Diante desse choque entre forças antagônicas, o Brasil sofre uma profunda crise de liderança. A sociedade se divide entre a justa indignação pela ampliação de conquistas e uma agenda de demandas de difusas, sem eixo, à procura de uma bandeira que as unifique. Gerente de bom desempenho no governo do presidente Lula, Dilma Rousseff não se mostrou à altura da tarefa de liderar o país em torno de uma proposta de avanços sociais combinados com desenvolvimento econômico, que possibilitasse ganhar corações e mentes da nação brasileira e recuperar a credibilidade do país diante do mundo.
Personagem da vida pública brasileira desde o fim da ditadura, trazido aos holofotes pelas mãos do avô Tancredo, Aécio Neves se tornou herdeiro da pauta conservadora, alijada do poder de mando desde a queda de Fernando Henrique, o que o tornou incapaz de apresentar ao país nada mais do que bravatas oposicionistas e proposições requentadas do passado. É um novo ecoando velhas propostas elitistas, incapazes de responder aos novos dilemas nacionais e de alçar a condição de amálgama nacional que o momento exige. Eduardo Campos e Marina Silva, que despontavam como terceira via numa disputa desde sempre tencionada entre PT e PSDB, frustraram o país, mostrando-se claudicantes em palavras e atos e contraditórios em declarações cada vez mais desencontradas, não dando à população a segurança necessária para serem identificados como uma efetiva quebra na bipolarização entre petistas e tucanos. Não constituem uma unidade, caráter indispensável a uma liderança que possa reunificar o Brasil em crise.

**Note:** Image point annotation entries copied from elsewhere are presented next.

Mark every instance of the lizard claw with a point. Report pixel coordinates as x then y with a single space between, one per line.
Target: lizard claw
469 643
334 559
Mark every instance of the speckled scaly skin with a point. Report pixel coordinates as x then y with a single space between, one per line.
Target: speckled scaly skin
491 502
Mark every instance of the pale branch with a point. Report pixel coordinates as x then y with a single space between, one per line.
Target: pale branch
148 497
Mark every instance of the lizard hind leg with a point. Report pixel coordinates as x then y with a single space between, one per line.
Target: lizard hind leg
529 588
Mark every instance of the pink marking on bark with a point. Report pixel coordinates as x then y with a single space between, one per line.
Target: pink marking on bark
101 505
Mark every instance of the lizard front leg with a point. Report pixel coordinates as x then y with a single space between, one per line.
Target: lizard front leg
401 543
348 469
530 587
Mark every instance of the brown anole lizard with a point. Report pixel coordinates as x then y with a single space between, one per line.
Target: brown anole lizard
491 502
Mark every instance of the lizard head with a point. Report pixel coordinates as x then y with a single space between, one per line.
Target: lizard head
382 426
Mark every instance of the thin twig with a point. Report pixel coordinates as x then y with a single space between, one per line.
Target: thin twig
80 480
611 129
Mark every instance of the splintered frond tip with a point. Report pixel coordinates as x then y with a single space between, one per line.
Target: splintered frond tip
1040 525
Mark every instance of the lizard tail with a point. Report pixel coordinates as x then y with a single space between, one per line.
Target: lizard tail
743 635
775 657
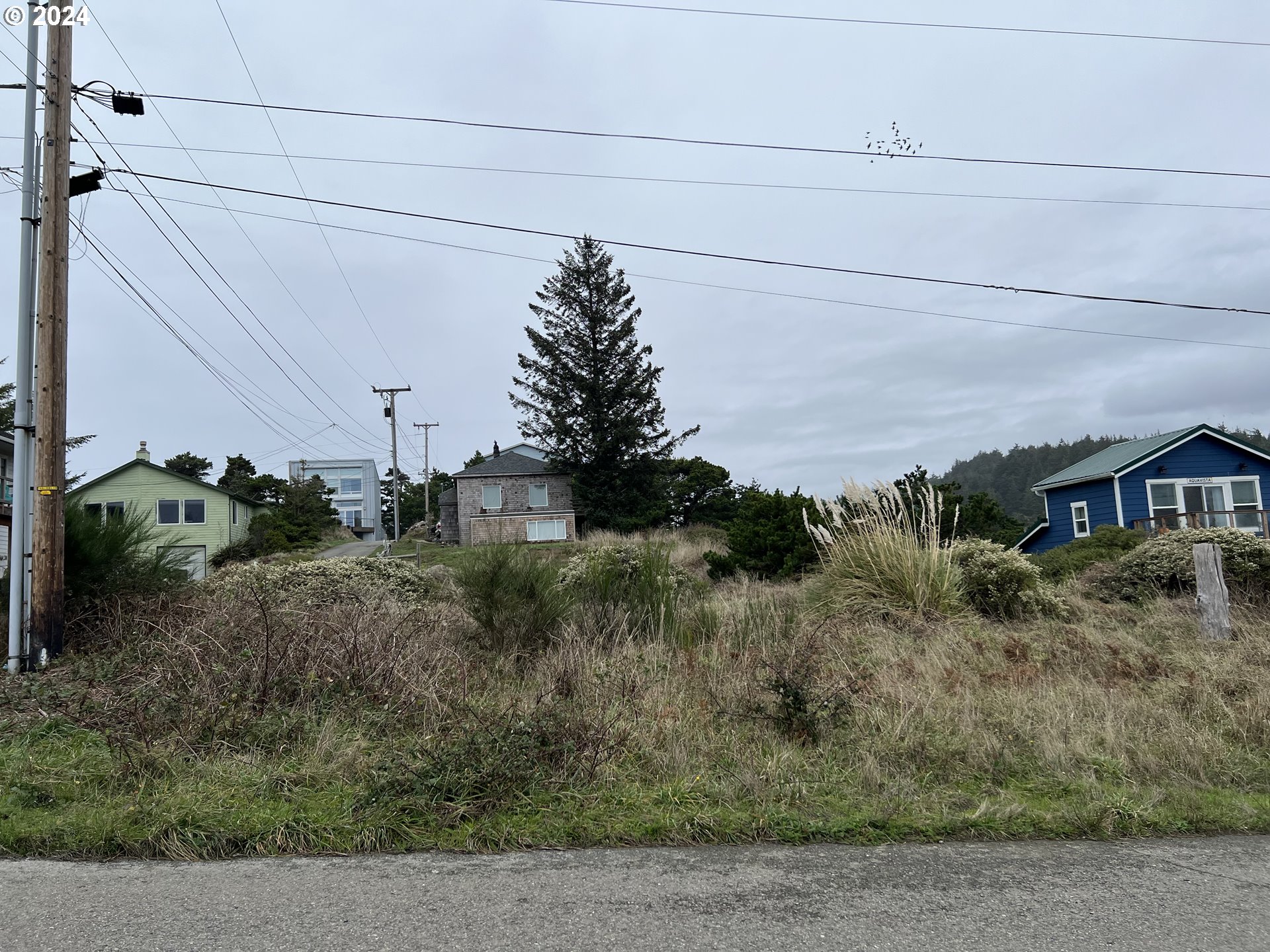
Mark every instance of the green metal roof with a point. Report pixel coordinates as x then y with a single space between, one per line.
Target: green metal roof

Num contexto de acirrada debate não em torno de ideias, mas em torno de vitupérios e acusações mútuas cumulativas, o país se prepara para uma campanha eleitoral sem líderes e sem ideias. Percebendo o vazio, a nação vai se sentindo órfã e essa orfandade vai aprofundando um sentimento de abandono que dá acolhida ao desespero e com ele, a propostas de corte fascista, como da pena de morte, panaceia direitista para a violência, que se alastra não apenas na falta de políticas públicas voltadas a minimizar o choque de interesses entre ricos e pobres, mas sobretudo na falta de autoridade, que não é dada pelas armas e pelos blindados, mas pela condução moral e intelectual que só uma liderança maiúscula pode oferecer à nação brasileira.

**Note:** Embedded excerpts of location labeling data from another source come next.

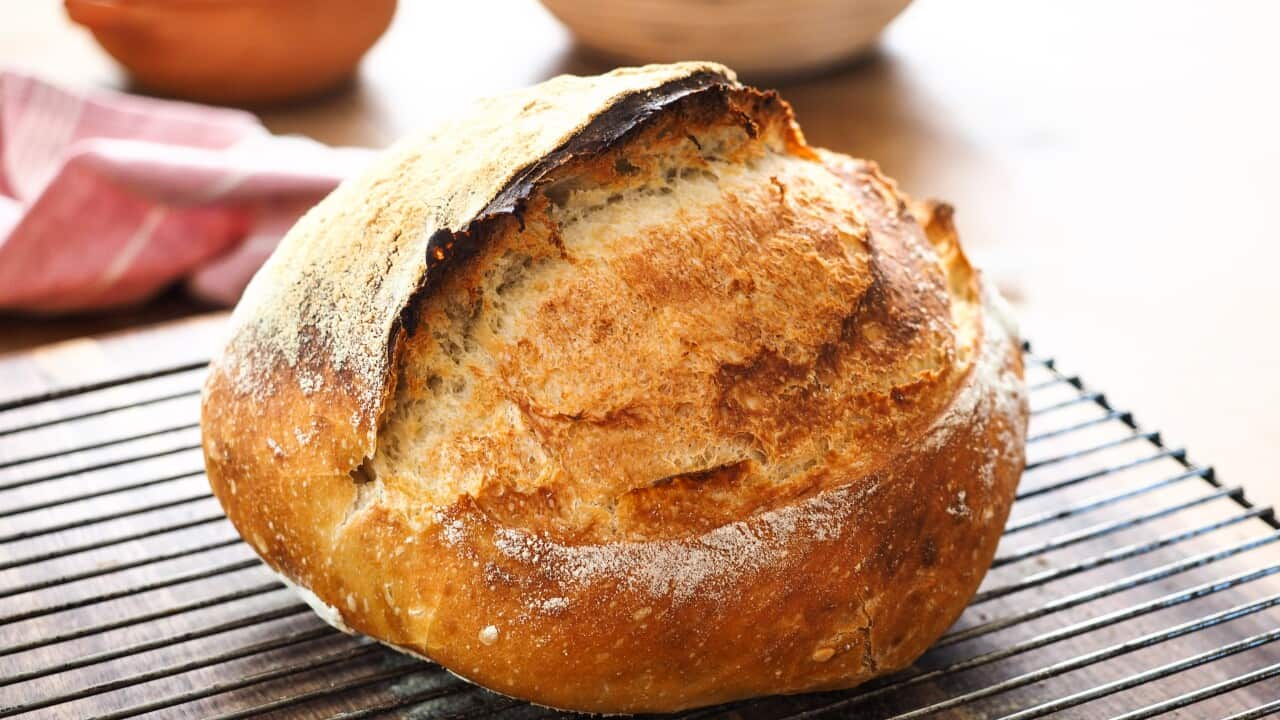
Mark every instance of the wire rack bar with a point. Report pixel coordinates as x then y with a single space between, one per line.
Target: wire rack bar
94 495
1144 677
1111 470
100 445
104 384
106 518
1111 527
912 679
1261 711
1102 501
1093 657
350 662
144 618
364 682
1127 418
147 646
265 646
108 465
1083 399
117 568
109 542
1205 693
90 414
1116 555
127 592
1077 454
1106 589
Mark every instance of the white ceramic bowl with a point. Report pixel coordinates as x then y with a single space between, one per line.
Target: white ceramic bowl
771 37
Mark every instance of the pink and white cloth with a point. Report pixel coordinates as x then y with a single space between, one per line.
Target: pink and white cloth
106 199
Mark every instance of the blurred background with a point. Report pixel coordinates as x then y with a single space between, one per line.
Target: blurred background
1114 164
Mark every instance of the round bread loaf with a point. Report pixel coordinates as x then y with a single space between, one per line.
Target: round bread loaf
615 395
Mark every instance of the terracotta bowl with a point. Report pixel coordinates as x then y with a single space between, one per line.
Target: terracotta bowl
236 51
760 37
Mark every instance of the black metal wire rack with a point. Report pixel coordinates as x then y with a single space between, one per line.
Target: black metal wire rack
1130 583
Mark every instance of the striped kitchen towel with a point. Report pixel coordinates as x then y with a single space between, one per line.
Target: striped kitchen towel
108 199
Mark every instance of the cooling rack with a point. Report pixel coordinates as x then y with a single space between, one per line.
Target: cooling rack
1130 582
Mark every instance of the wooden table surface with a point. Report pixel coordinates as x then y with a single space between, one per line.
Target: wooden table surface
1112 164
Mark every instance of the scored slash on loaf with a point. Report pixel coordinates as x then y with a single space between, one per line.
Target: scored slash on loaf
615 395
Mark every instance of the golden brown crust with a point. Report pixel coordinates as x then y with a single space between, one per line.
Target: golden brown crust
698 413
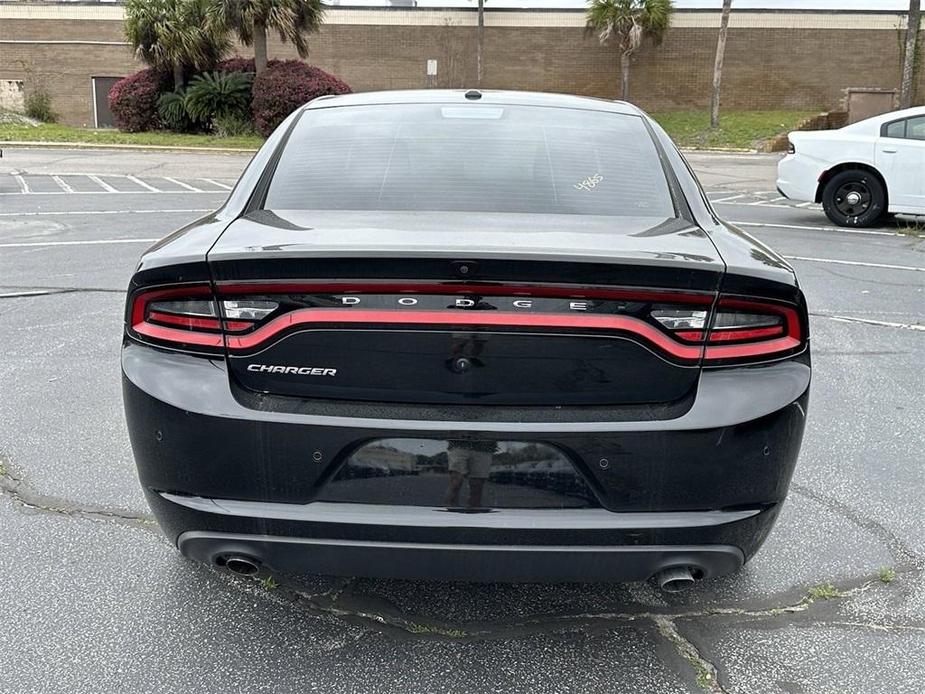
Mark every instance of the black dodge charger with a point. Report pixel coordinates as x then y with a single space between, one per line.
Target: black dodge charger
466 335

Segundo a pesquisa Data folha de dezembro de 2013, sobre o perfil ideológico do eleitorado brasileiro, 41% se identificaram como sendo de esquerda ou centro-esquerda e 39% se identificaram como sendo de direita ou centro-direita. O que vemos, no entanto, é o avanço eleitoral célere da somatória de candidatos e propostas que tencionam à direita o pêndulo da política nacional, abrindo caminho para o ódio e para a discriminação como instrumentos de luta eleitoral. Um olhar ligeiro nas redes sociais já serve como prova inconteste de que o ódio e a intolerância se tornaram matéria-prima na caça ao voto em 2014.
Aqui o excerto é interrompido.